Offersen B V, Pfeiffer P, Hamilton-Dutoit S, Overgaard J
Danish Cancer Society, Department of Experimental Clinical Oncology, Aarhus University Hospital, Aarhus, Denmark.
Cancer. 2001 Apr 15;91(8):1500-9.
Tumor angiogenesis plays a pivotal role in tumor growth, maintenance, and metastasis. The objective of the current study was to evaluate the prognostic value of estimates of tumor angiogenesis and vascular endothelial growth factor (VEGF) status in 143 primary tumors from patients who underwent radical surgery for nonsmall-cell lung carcinoma (NSCLC).
Tumor sections were stained by immunohistochemistry for CD34 and VEGF. Angiogenesis was estimated both by a modification of the method described by Weidner and by the use of a 25-point Chalkley eyepiece graticule. VEGF intensity was evaluated semiquantitatively in three groups of patients. The vascular data were correlated with histopathologic tumor type and grade, TNM classification, patient age, and the endpoint (death).
The estimates of vascular score did not reveal any prognostic information. In 35 patients (24%), invasive tumor growth was identified with a highly ordered alveolar microvessel pattern. In parallel sections, the intensity of VEGF staining was weak in tumors that exhibited an alveolar microvessel pattern only, and it was more intense in tumors that demonstrated a mixed alveolar and diffuse angiogenic pattern. The 35 patients with alveolar microvessel pattern had a significantly better survival (P = 0.007). In a Cox multivariate analysis, the results demonstrated an independent bad prognostic value of high disease stage (P < 0.0001), adenocarcinoma (P = 0.004), greater age (P = 0.01), and angiogenic microvessel pattern (P = 0.01).
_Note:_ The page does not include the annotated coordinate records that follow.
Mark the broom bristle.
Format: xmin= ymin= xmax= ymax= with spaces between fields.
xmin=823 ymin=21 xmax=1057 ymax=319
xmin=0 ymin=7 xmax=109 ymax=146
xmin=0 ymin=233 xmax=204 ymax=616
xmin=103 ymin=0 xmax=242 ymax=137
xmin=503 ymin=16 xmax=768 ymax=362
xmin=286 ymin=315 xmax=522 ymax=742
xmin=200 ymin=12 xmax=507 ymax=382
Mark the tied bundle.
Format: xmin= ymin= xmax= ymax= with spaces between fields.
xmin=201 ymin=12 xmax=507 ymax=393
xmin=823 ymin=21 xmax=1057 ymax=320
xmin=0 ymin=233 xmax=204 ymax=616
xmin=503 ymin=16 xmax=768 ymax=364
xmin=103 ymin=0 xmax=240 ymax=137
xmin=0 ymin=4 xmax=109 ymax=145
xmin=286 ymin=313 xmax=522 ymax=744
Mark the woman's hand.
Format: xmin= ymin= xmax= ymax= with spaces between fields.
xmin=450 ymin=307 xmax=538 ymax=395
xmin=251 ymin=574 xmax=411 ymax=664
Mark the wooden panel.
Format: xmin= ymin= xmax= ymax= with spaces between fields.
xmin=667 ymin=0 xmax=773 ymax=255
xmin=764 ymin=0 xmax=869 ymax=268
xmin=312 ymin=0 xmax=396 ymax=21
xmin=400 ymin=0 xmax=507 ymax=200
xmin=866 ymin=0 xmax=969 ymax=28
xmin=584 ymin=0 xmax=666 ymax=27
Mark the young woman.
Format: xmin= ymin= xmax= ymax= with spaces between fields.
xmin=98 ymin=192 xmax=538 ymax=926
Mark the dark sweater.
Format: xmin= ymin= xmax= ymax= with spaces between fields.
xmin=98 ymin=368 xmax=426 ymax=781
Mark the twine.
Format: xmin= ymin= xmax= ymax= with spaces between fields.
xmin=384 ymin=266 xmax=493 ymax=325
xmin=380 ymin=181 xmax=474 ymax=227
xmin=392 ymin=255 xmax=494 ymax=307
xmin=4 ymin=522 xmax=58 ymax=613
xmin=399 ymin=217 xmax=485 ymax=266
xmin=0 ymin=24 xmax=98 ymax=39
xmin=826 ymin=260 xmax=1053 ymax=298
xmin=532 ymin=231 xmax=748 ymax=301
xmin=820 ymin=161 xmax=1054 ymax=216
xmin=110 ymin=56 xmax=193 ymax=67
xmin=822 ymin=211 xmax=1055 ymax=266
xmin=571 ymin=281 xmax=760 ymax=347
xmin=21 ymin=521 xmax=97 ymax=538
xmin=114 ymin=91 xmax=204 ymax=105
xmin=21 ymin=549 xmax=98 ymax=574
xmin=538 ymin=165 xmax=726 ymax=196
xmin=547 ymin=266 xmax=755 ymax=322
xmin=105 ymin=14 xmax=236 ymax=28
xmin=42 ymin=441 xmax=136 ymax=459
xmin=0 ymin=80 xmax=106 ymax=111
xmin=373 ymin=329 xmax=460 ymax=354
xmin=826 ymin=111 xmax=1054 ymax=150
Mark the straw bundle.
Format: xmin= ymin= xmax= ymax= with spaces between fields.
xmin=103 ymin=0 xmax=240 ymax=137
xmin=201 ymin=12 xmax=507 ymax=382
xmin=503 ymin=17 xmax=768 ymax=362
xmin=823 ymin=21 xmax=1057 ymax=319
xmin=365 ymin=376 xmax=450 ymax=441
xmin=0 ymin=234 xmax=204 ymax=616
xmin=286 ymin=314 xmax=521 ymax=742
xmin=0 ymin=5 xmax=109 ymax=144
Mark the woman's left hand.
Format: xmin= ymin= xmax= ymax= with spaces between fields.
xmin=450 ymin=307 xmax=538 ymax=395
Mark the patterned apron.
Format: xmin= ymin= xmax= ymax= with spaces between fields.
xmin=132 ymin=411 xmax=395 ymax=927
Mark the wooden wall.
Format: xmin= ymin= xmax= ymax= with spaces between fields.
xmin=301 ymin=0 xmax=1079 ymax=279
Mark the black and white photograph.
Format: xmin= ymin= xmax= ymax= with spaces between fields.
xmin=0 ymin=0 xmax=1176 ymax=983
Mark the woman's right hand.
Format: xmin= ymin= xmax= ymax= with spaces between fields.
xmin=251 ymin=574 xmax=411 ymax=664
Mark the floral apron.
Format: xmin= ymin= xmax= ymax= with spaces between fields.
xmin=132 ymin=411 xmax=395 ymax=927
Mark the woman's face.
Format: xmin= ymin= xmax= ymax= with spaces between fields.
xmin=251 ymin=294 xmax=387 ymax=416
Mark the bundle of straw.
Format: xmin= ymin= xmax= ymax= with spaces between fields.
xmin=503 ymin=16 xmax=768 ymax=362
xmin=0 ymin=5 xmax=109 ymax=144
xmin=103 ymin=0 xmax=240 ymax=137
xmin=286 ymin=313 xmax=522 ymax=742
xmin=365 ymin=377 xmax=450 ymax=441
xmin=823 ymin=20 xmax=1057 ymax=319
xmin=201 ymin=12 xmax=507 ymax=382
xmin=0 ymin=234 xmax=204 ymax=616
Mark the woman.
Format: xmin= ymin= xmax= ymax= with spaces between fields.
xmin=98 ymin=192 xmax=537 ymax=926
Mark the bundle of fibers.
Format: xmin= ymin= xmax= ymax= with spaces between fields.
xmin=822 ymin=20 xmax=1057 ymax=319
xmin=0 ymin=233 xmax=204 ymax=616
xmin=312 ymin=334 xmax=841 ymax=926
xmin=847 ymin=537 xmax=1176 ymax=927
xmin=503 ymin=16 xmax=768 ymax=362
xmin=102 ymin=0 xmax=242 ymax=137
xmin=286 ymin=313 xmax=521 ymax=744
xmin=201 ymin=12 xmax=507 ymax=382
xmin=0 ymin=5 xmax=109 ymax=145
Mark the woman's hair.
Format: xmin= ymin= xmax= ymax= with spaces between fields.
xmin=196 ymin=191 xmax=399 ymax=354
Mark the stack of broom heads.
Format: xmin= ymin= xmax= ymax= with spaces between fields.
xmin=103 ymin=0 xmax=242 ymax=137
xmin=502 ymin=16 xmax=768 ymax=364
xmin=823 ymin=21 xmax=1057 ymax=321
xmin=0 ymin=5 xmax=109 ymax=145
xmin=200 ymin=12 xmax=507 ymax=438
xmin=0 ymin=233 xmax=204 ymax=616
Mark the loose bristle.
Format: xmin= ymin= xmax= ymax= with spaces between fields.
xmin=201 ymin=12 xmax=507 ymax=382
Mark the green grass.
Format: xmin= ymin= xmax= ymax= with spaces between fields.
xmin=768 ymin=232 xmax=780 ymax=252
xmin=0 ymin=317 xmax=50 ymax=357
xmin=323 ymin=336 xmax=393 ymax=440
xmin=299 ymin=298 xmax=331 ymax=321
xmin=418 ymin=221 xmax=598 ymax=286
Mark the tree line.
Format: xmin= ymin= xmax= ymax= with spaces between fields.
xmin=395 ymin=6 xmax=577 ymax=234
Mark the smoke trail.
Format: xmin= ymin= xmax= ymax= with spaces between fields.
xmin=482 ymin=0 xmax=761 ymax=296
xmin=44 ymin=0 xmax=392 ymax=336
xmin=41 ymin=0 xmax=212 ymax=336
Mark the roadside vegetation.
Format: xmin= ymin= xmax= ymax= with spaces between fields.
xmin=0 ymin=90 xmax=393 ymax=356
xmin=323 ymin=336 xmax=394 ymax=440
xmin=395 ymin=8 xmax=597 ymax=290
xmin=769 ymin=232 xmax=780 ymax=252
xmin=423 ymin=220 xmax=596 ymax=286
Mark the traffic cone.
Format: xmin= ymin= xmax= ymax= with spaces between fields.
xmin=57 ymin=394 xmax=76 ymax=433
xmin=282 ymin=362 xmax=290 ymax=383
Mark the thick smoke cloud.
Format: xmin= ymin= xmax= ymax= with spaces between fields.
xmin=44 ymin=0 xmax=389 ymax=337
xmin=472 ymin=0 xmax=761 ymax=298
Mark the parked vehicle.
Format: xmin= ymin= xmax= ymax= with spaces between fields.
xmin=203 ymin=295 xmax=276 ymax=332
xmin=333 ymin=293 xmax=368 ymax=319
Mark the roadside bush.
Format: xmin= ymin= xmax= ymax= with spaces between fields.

The authors believe that the alveolar vascular pattern represented preexisting alveolar vessels, that is, the alveoli were filled up by tumor cells that exploited the existing highly vascular bed of the lungs. Therefore, this subgroup was characterized by tumor progression without the induction of angiogenesis. The current data do not support a significant prognostic role for tumor angiogenesis in patients who are diagnosed with NSCLC. This may have implications for therapy aimed at inhibiting tumor growth by the inhibition of angiogenesis.
肿瘤血管生成在肿瘤生长、维持和转移中起关键作用。本研究的目的是评估肿瘤血管生成估计值和血管内皮生长因子(VEGF)状态对143例接受非小细胞肺癌(NSCLC)根治性手术患者的原发性肿瘤的预后价值。
肿瘤切片采用免疫组织化学法检测CD34和VEGF。通过对Weidner描述的方法进行改进以及使用25点Chalkley目镜测微计来估计血管生成。对三组患者的VEGF强度进行半定量评估。将血管数据与组织病理学肿瘤类型和分级、TNM分类、患者年龄及终点指标(死亡)进行关联分析。
血管评分估计未显示任何预后信息。在35例患者(24%)中,侵袭性肿瘤生长表现为高度有序的肺泡微血管模式。在平行切片中,仅表现为肺泡微血管模式的肿瘤中VEGF染色强度较弱,而表现为肺泡和弥漫性血管生成混合模式的肿瘤中VEGF染色强度更强。35例具有肺泡微血管模式的患者生存率明显更高(P = 0.007)。在Cox多因素分析中,结果显示疾病分期高(P < 0.0001)、腺癌(P = 0.004)、年龄较大(P = 0.01)和血管生成微血管模式(P = 0.01)具有独立的不良预后价值。
作者认为肺泡血管模式代表预先存在的肺泡血管,即肺泡被利用肺部现有高血管床的肿瘤细胞填充。因此,该亚组的特征是肿瘤进展而无血管生成诱导。目前的数据不支持肿瘤血管生成在NSCLC患者中具有显著的预后作用。这可能对旨在通过抑制血管生成来抑制肿瘤生长的治疗产生影响。